There was a tense silence.
“I didn’t know you felt that way,” said Commodore Druid before adding a, “Sir.”
“Because I didn’t until recently,” I said flatly.
“Sunlight is the best disinfectant,” Spalding opined, “so long as you don’t get burned. The government doesn’t like whistleblowers,” he finished with a warning, “been known to put a few of those blokes in prison and throw away the key. Why, I’ve heard of floating dungeon ships that flitter from one uninhabited star system to the next and no one not even the crew of the ship, much less the prisoners, knows where they are or where they’re going.”
“That’s a risk I’m willing to run considering, several of the alternatives appear a lot worse. It’s time to cut throu
gh the lies and go directly to the people,” I said.
“You’re the Admiral,” said Laurent.
“You’re the fleet commander,” Druid muttered.
“The New Confederation wants to throw us under the hover-bus as its final act before dissolving the Assembly? We’re going to flood the waves with news that the Multi-Sector Patrol Fleet has just finished liberating Sector 26 and call for governmental support in liberating 27 as well,” I said coldly. “I’ll admit I was hesitant before because it’s not exactly a winning hand, but after consulting with Akantha and my Chief of Staff, and now all of you, I think it’s the best play at waking up the populace,” I added. “After all of the sacrifices the spacers of the Multi-Sector Patrol Fleet have made for the people of the Spine, it’s important they know what we’ve done for them and for us to know where they stand.”
“Where the people stand?” Druid’s brows shot up. “I hope you’re not implying that they should be held accountable for the actions of a few politicians with guns to their heads—with guns to the head of everyone in the Spine, for that matter.”
“I don’t blame anyone for someone else’s actions. Unless they endorsed it knowing full well what they were doing, and even then I’m not like some dictator or king of old,” I said.
“That’s a relief to hear, Sir,” Laurent said cautiously, “it doesn’t take a genius to understand we’ve been left out in the proverbial cold as of right now.

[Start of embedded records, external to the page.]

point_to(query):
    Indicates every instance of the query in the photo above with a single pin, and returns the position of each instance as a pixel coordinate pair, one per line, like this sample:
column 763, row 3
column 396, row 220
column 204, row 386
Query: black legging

Not to mention the way the Assembly and people of Central mistreated you and your wife.”
“For all of our spacers from Capria, let me make a few thing clear: I am not going to go on some pogrom because my feelings were hurt and we were left to die at the hands of the Empire. The people of the Spine are free to do whatever they want,” I said flatly. “But that doesn’t mean I’m not going to fight tooth and nail to get the truth out there and hope for the better nature of men to shine through gaining us a ground swell of support right when we need it. What it does mean is that I’m not about to lay down and die just because it’s convenient. Jason Montagne and the MSP lay down and die for no one,” I said.